Bob Dutton

Bob Dutton

   SEATTLE — Surprise over Sunday’s decision to keep franchise icon Ichiro Suzuki on the roster by demoting outfielder Guillermo Heredia to Triple-A Tacoma continues to percolate throughout Marinerland.

   Even general manager Jerry Dipoto acknowledges it was an unpopular move to make when the club needed to clear space in order to activate right-handed pitcher Erasmo Ramirez from the disabled list.

   “Based on the reaction,” Dipoto told, “if it was about (public relations), we probably would have done it the other way.”

   He gave two reasons for the move.

   One was a hazy comment regarding Suzuki’s clubhouse presence. Let’s ignore that. Suzuki is indeed a presence, but this is a veteran clubhouse, not one filled with impressionable kids requiring direction.

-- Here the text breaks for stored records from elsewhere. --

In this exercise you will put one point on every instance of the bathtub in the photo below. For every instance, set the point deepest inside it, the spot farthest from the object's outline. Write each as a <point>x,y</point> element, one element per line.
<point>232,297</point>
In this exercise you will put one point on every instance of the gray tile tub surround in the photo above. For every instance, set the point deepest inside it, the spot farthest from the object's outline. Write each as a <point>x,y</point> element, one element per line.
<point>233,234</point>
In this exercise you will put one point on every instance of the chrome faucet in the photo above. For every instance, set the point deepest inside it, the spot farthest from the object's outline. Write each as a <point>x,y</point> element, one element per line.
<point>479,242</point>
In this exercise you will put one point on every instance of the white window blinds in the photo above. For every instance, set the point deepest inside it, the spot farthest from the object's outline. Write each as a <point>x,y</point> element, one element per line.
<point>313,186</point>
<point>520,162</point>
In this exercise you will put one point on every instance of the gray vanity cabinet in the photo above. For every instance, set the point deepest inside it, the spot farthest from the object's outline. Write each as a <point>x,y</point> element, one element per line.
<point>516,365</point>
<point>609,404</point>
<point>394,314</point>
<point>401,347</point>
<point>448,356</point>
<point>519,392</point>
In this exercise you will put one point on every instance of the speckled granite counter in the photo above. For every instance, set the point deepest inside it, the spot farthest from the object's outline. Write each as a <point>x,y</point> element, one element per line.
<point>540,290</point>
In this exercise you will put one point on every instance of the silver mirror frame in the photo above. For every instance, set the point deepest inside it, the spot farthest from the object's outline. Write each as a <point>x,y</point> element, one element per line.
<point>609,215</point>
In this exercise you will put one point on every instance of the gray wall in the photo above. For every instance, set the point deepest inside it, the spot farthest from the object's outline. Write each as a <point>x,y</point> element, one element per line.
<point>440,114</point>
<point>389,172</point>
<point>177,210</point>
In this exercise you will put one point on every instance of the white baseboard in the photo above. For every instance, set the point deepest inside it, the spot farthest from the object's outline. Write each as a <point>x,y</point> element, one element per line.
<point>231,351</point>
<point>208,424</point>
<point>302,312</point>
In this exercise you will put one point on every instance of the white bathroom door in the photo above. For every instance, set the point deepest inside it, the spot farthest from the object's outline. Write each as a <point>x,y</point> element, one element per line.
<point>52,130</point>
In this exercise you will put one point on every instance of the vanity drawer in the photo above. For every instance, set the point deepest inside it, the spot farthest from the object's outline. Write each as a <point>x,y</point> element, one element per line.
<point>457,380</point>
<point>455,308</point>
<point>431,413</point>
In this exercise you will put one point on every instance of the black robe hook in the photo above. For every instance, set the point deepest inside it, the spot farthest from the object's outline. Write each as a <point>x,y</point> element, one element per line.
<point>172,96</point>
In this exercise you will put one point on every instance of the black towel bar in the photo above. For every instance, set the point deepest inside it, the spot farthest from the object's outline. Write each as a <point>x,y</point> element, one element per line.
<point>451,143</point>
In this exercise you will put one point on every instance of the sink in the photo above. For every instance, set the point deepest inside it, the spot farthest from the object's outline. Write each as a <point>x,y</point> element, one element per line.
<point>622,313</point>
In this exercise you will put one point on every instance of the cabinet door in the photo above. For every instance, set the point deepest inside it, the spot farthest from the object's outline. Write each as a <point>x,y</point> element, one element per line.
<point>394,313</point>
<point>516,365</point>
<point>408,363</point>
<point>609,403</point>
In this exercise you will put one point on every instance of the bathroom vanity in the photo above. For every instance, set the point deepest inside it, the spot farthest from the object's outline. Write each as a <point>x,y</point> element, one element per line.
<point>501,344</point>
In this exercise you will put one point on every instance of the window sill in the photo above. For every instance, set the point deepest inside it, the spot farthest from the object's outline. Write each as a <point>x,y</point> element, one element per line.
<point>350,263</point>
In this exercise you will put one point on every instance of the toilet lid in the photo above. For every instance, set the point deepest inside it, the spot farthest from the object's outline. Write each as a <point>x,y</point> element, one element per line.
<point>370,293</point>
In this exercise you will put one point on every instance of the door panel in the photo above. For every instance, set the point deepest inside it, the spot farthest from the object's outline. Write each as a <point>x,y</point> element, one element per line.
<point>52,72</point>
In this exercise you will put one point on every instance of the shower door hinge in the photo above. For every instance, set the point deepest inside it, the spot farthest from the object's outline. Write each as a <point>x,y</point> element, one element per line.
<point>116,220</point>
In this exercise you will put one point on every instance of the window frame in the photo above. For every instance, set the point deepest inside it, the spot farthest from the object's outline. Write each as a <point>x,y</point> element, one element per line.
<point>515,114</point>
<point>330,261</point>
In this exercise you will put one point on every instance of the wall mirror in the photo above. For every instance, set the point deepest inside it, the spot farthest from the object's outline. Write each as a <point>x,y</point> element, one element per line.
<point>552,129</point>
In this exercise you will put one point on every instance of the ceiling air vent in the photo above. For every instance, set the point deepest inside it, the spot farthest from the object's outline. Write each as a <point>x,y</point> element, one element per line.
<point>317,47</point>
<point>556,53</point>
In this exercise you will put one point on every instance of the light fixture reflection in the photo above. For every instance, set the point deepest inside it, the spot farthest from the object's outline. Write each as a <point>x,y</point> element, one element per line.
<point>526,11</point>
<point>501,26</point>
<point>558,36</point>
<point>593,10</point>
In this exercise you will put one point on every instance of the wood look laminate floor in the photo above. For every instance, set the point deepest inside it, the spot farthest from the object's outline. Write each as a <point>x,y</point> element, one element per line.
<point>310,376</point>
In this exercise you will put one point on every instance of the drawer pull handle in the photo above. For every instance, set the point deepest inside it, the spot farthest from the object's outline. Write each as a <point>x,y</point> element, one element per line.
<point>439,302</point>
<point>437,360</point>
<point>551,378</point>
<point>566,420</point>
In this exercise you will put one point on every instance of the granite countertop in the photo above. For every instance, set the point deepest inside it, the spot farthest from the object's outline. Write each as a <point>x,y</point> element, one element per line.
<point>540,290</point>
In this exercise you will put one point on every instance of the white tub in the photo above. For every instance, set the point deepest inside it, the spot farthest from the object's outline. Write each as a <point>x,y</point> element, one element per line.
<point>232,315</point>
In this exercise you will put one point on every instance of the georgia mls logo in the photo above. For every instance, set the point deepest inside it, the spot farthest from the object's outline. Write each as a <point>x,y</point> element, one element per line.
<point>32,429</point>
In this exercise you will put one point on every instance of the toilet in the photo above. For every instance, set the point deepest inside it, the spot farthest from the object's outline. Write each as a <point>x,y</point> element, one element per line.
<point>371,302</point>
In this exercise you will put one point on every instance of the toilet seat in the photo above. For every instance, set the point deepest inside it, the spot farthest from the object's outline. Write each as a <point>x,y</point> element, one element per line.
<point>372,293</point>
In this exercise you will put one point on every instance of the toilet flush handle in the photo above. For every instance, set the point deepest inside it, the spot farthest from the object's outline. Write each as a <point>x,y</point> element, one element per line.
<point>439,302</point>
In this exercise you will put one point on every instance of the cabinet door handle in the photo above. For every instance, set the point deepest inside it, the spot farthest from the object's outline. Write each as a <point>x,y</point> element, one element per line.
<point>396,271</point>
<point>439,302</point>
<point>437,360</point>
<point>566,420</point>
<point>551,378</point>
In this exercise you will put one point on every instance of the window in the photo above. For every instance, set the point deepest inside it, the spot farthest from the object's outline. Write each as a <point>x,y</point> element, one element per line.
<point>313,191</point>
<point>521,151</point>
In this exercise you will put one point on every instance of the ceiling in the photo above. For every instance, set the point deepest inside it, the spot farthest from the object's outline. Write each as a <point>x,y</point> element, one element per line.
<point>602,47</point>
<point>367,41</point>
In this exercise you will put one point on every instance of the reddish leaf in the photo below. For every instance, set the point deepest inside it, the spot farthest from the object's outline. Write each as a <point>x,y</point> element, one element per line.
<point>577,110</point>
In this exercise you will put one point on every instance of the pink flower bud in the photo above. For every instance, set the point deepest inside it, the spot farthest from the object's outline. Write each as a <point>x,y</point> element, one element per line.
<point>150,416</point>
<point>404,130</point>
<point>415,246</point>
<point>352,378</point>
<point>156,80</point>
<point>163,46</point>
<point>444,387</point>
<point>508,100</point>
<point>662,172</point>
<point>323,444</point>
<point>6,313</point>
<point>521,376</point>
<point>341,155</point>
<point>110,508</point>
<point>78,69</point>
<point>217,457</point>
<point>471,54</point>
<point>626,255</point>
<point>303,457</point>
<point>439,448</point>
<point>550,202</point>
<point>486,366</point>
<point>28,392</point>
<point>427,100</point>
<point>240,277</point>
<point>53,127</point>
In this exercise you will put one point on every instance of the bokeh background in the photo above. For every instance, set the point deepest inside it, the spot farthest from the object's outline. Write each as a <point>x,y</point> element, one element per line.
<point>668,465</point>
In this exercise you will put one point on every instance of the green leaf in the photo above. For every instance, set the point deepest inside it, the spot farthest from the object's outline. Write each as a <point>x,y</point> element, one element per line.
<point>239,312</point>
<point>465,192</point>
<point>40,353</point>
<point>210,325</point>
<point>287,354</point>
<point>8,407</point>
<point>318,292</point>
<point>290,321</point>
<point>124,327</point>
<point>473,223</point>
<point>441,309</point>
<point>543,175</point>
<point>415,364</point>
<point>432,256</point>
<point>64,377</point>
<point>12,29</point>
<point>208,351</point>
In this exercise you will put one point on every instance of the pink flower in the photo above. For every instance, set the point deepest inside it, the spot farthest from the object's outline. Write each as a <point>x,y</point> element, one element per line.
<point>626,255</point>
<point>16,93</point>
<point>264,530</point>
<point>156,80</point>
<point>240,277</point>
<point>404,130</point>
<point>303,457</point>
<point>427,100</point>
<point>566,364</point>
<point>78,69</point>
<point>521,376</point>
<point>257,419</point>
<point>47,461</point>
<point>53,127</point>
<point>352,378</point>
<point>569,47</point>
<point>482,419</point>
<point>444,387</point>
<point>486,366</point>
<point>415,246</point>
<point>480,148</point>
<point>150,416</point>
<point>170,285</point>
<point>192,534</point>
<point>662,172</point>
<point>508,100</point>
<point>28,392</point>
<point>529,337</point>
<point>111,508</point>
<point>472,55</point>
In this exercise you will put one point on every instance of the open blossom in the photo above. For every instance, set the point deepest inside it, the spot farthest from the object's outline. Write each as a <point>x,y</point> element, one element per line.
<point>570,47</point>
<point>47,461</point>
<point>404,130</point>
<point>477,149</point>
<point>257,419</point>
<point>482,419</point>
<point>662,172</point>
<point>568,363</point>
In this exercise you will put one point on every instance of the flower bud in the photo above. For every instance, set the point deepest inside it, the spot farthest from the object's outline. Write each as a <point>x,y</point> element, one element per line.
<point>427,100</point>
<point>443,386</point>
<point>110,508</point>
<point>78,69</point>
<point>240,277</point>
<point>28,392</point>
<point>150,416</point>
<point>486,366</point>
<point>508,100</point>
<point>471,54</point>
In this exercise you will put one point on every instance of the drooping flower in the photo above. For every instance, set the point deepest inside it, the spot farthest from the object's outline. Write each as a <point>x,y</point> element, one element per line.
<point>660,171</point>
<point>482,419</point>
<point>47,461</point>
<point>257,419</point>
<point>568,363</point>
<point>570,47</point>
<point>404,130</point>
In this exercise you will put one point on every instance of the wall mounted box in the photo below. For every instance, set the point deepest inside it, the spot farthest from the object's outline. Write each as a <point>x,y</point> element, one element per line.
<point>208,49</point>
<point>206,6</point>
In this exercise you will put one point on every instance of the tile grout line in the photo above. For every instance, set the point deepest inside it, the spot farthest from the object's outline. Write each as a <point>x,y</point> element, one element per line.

   But Dipoto also characterized the move as a temporary fix while noting the Mariners are expected to face few left-handers over the next 10 days. Heredia’s role is that of a right-handed platoon player and late-inning defensive replacement.

Ichiro Suzuki reaches base four times on two hits and two walks in the Mariners' 7-4 loss to the Rangers

   As such, Heredia wasn’t likely to play much over the next 10 days, which is the minimum required stay for a player optioned to the minors unless he is recalled to replace a player placed on the disabled list.

   “Right now,” Dipoto said, “we're just doing our best to work through some choppy waters with the roster...Our thought is to give Guillermo the chance to play regularly and my assumption is he'll be back in 10 days.”

   That frames the move as a baseball decision — and a reasonable one.

   For now. And not because Suzuki reached base four times in Sunday’s 7-4 loss at Texas.

   Let’s dig into this: While Suzuki is a left-handed hitter, he isn’t likely to play much over the next 10 days, despite that steady diet of right-handed pitchers from opposing teams. Ben Gamel figures to be the regular left fielder.

   That means Suzuki, as would have been the case with Heredia, is essentially a spare part. But by keeping Suzuki and sending Heredia to the minors, the Mariners retain both as a hedge against an injury.

   And after the last two seasons, if any club needs a hedge against injuries, it’s the Mariners.

   Now add this: Had the Mariners released Suzuki in order to keep Heredia on the roster, an injury to another outfielder would have left utilityman Taylor Motter as the likely replacement.

   That’s because no outfielder at Tacoma (other than Heredia now) is currently on the club’s 40-man roster. That means promoting anyone else would require a corresponding space-clearing move for what might be a temporary fix.

   Clubs are loathe to make such moves to fill a temporary at any point but especially early in the season when player inventory is particularly valued.

   Want to argue that you’d prefer Motter over Suzuki? Fine. Even so, that, too, reduces inventory.

   By keeping Suzuki over Heredia for the short term, when neither was expected to play much, the Mariners keep all of their current pieces in play.

   The key element in that reasoning, however, is “for the short term.” 

   When the schedule shifts back, and the Mariners are again facing a typical mix of right- and left-handed pitchers, then Heredia becomes a much more valuable part of the mix as a right-handed complement to Gamel.

   Keeping Suzuki over Heredia at that point will be far harder to understand.